Davies is working again with designer Bunny Christie. Her set offers the first glimpse that this is something different: there’s no trace of quaint dacha here and not a samovar in sight (for that, you have to nip into the National’s bookshop for a particularly twee display), a set is a huge barn of a place, that really is dilapidated, whose owners are in dire financial straits.
Andrew Upton joins the team again with a text that is wilfully modern. Every effort has been made to make Chekhov’s story of the landowning Ranyevskaya seem contemporary. It will certainly jar on some ears. Maybe in our credit- crunched times her poverty rings a chord, but Ranyevskaya isn’t a member of the squeezed middle. She’s a frightful snob, yet her obstinate refusal to recognise the reality of her situation is conveyed with charm by Zoe Wanamaker.
There is little sense of Ranyevskaya’s journey in this production. Like her brother Gaev (James Laurenson) she seems little aware of the times she is living in. A sense of history that Chekov certainly saw as a theme of his work is diluted, the production seems more immediate and less didactic, but it’s a trade off that is debateable.
Wanamaker’s performance is generous, allowing the other characters to shine out: stories of lovers of different ages and status, all given equal weight, bring out the plays rich complexity. Kenneth Cranham is a truly revolting Firs, playing with Emily Taaffe’s Dunyasha with great cruelty. Mark Bonnar is convincing as Petya Tromfimov, one of those scholastic characters Russian dramatists love that are so difficult to perform; his impassioned relationship with Anya (Charity Wakefield) is a highlight of the evening.
Lopakhin, the merchant whose capitalism is so much at the core of The Cherry Orchard’s historic concerns, is played by Conleth Hill with passion. Hill is perfectly farouche and, if not quite believable as the businessman who could save the estate, his fragility makes his the most moving performance of the night.

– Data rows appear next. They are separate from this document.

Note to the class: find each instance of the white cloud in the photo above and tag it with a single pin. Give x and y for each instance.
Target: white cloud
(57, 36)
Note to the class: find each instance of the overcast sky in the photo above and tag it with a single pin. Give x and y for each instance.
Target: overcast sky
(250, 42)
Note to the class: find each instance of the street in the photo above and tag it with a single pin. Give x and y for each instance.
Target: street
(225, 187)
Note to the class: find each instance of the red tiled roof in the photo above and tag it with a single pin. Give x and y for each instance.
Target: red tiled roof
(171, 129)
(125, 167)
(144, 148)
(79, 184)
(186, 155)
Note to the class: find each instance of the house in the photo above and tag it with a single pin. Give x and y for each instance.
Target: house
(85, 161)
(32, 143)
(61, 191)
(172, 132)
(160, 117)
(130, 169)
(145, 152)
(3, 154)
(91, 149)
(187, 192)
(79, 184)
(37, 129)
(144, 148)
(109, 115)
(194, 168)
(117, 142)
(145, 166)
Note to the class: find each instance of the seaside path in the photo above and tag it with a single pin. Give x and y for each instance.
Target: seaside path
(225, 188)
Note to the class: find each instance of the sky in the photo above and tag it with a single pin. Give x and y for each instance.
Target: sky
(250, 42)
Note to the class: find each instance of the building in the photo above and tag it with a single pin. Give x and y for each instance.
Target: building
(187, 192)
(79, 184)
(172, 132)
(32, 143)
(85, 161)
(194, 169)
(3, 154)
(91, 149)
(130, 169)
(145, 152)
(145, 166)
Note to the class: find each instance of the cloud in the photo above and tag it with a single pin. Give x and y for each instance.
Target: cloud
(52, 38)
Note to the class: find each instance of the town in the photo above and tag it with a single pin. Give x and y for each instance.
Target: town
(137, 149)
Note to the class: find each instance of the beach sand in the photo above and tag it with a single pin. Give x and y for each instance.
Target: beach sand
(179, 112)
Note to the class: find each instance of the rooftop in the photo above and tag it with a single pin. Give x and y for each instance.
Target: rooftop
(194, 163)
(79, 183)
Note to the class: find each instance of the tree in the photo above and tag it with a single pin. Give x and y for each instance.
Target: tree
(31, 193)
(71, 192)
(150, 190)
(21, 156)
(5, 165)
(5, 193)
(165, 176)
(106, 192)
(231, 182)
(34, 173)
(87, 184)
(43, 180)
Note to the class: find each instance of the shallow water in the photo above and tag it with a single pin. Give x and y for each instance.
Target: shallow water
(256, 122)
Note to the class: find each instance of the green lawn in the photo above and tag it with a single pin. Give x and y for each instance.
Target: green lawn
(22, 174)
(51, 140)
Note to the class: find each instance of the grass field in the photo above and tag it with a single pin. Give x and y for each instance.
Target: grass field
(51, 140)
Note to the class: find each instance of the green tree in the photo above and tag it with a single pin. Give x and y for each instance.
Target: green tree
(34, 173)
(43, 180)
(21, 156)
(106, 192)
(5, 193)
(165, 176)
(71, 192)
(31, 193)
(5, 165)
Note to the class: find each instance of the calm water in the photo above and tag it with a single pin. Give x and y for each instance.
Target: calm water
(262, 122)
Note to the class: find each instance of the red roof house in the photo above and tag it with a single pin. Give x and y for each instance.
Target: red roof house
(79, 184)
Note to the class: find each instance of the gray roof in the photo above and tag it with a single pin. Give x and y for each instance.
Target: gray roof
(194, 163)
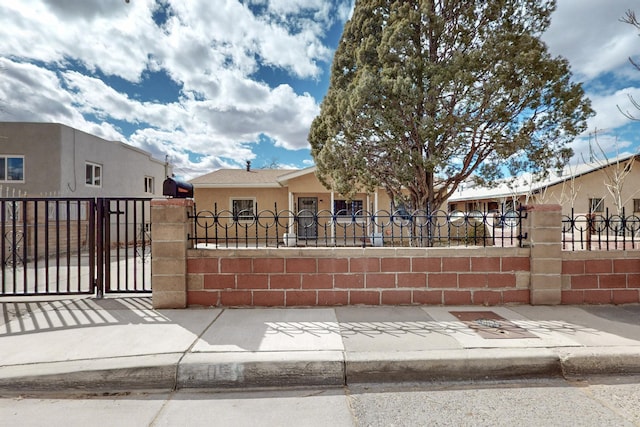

All the casts’ performances are mobile, running around in a play that is usually static. The party scene is particularly raucous. These Russians know how to live it up but, of course, not how to live. The pain as they all try to find a place for themselves in their changing world easily transcends historical circumstance. Davies preserves the philosophical dilemma at the heart of The Cherry Orchard while presenting it with fresh eyes.